Жертвоприношение любви (ЛП), стр. 26

Он смотрит на меня как-то странно, подозрительно, когда-то я называл этого человека своим братом, сегодня же мне предстоит увидеть его истинное лицо.

— Почему?

— Это длинная история.

— У меня полно времени, — говорит он вяло.

Я рассказываю о случившимся, когда я заканчиваю говорить, Маркус медленно выдыхает, смотрит в свой виски, опрокидывает его залпом, и направляется к сверкающему хромом и стеклом бару. Он чересчур громко ставит свой бокал на стеклянную поверхность, что даже сам вздрагивает, небрежно наливает виски в стакан, проливая его на блестящую поверхность, подносит, не глядя к губам, делает глоток и проглатывает. На мое несчастье, он пьян.

— Любой опытный юрист, разбирающийся в наследстве скажет тебе… любой контракт, который ты подписал под принуждением, может быть легко признан недействительным.

— Это простая вещь. Я просто хочу выйти из игры.

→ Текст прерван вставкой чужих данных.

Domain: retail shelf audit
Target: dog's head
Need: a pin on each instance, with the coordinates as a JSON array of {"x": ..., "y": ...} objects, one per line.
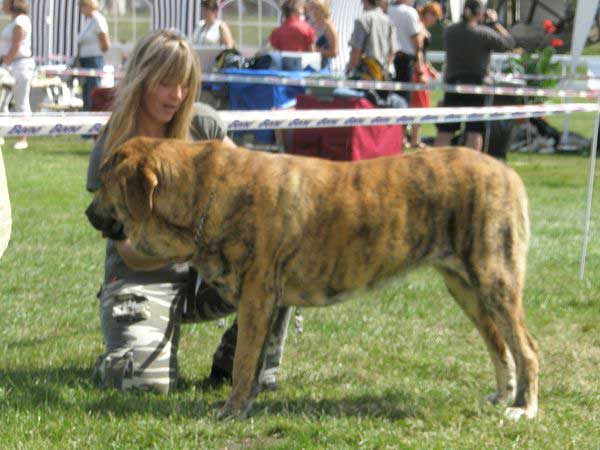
[{"x": 146, "y": 186}]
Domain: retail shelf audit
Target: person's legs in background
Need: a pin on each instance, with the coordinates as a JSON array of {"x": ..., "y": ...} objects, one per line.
[
  {"x": 474, "y": 140},
  {"x": 403, "y": 66},
  {"x": 90, "y": 83},
  {"x": 22, "y": 70}
]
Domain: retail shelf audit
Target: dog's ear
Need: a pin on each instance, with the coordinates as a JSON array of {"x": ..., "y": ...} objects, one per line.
[{"x": 139, "y": 190}]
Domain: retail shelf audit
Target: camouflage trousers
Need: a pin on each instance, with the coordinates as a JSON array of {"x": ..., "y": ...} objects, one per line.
[{"x": 141, "y": 328}]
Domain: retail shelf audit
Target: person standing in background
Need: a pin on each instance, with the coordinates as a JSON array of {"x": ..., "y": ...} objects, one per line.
[
  {"x": 410, "y": 42},
  {"x": 211, "y": 31},
  {"x": 93, "y": 42},
  {"x": 373, "y": 36},
  {"x": 294, "y": 34},
  {"x": 429, "y": 14},
  {"x": 327, "y": 36},
  {"x": 15, "y": 53}
]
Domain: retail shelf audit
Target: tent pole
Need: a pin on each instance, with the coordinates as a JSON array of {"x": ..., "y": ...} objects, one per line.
[{"x": 588, "y": 211}]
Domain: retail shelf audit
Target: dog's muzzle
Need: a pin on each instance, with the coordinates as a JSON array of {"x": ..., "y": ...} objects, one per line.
[{"x": 110, "y": 227}]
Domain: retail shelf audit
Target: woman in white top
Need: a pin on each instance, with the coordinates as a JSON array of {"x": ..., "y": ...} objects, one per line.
[
  {"x": 93, "y": 42},
  {"x": 15, "y": 52},
  {"x": 212, "y": 32}
]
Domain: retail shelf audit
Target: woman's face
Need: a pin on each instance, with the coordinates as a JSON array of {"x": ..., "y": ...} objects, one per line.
[
  {"x": 429, "y": 20},
  {"x": 159, "y": 104},
  {"x": 207, "y": 13}
]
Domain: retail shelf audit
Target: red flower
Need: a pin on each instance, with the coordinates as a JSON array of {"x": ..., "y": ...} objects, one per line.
[{"x": 549, "y": 26}]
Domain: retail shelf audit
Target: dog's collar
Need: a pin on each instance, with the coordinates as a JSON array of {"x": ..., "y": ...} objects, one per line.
[{"x": 203, "y": 216}]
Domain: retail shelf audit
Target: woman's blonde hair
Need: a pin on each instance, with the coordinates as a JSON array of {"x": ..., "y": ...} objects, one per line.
[
  {"x": 161, "y": 56},
  {"x": 91, "y": 3},
  {"x": 323, "y": 6}
]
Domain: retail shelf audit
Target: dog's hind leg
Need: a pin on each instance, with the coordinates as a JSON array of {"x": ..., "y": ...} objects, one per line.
[
  {"x": 504, "y": 366},
  {"x": 502, "y": 298}
]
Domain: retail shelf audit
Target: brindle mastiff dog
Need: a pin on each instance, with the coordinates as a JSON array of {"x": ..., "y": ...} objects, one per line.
[{"x": 269, "y": 230}]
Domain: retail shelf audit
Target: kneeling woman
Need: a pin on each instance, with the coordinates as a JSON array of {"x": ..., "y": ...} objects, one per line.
[{"x": 143, "y": 300}]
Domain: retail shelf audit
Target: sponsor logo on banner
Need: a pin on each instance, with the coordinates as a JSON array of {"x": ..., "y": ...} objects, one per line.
[
  {"x": 59, "y": 128},
  {"x": 327, "y": 122},
  {"x": 240, "y": 125},
  {"x": 299, "y": 123},
  {"x": 380, "y": 120},
  {"x": 354, "y": 121},
  {"x": 20, "y": 130},
  {"x": 95, "y": 129},
  {"x": 270, "y": 124}
]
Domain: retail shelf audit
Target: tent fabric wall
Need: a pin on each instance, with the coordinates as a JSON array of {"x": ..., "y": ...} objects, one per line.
[
  {"x": 343, "y": 14},
  {"x": 5, "y": 214},
  {"x": 184, "y": 15},
  {"x": 177, "y": 14},
  {"x": 584, "y": 16},
  {"x": 56, "y": 24}
]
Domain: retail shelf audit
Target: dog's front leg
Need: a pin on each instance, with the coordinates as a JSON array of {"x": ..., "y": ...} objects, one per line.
[{"x": 255, "y": 317}]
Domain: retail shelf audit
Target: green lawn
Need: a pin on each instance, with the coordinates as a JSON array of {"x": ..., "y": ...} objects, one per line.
[{"x": 400, "y": 368}]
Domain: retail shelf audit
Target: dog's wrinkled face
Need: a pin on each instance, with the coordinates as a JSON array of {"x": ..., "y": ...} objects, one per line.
[{"x": 134, "y": 180}]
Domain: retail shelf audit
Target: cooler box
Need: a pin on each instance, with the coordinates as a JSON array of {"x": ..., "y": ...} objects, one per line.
[
  {"x": 251, "y": 96},
  {"x": 347, "y": 143}
]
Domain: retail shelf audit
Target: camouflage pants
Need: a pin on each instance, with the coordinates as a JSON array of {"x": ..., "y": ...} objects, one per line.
[{"x": 141, "y": 327}]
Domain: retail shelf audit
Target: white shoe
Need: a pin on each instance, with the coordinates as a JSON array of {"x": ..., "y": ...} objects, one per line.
[{"x": 20, "y": 145}]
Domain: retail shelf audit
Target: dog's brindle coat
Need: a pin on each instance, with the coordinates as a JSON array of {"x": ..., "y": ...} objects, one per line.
[{"x": 269, "y": 230}]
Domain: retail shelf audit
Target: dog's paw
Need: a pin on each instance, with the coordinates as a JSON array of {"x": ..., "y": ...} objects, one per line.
[
  {"x": 500, "y": 398},
  {"x": 515, "y": 413}
]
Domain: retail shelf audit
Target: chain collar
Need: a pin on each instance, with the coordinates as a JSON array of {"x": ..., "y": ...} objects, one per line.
[{"x": 202, "y": 222}]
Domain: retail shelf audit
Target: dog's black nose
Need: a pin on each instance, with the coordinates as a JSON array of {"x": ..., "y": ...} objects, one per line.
[{"x": 110, "y": 228}]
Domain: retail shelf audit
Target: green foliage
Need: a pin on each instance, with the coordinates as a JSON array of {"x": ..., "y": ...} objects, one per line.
[
  {"x": 535, "y": 64},
  {"x": 397, "y": 368}
]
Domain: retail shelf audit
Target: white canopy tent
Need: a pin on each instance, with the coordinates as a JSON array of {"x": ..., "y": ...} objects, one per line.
[{"x": 584, "y": 16}]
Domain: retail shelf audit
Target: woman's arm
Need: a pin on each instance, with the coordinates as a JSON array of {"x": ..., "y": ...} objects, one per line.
[
  {"x": 104, "y": 41},
  {"x": 15, "y": 41},
  {"x": 226, "y": 37},
  {"x": 137, "y": 261}
]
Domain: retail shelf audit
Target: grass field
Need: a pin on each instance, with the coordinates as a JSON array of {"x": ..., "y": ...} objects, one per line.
[{"x": 400, "y": 368}]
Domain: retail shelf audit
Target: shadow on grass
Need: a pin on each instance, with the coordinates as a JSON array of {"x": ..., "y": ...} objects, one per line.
[
  {"x": 82, "y": 152},
  {"x": 73, "y": 388},
  {"x": 70, "y": 389},
  {"x": 392, "y": 405}
]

— Что ты подразумеваешь, когда говоришь, выйти из игры? — спрашивает он небрежно, словно смена мнения может меня напугать.

— Я ухожу от всего этого.

Он делает большой глоток, глотает и кашляет.

— Всего?

— Всего, — я смотрю на него с любопытством. Неужели я был таким же? И мне было всего недостаточно для моей ненасытной жажды, и я хотел большего?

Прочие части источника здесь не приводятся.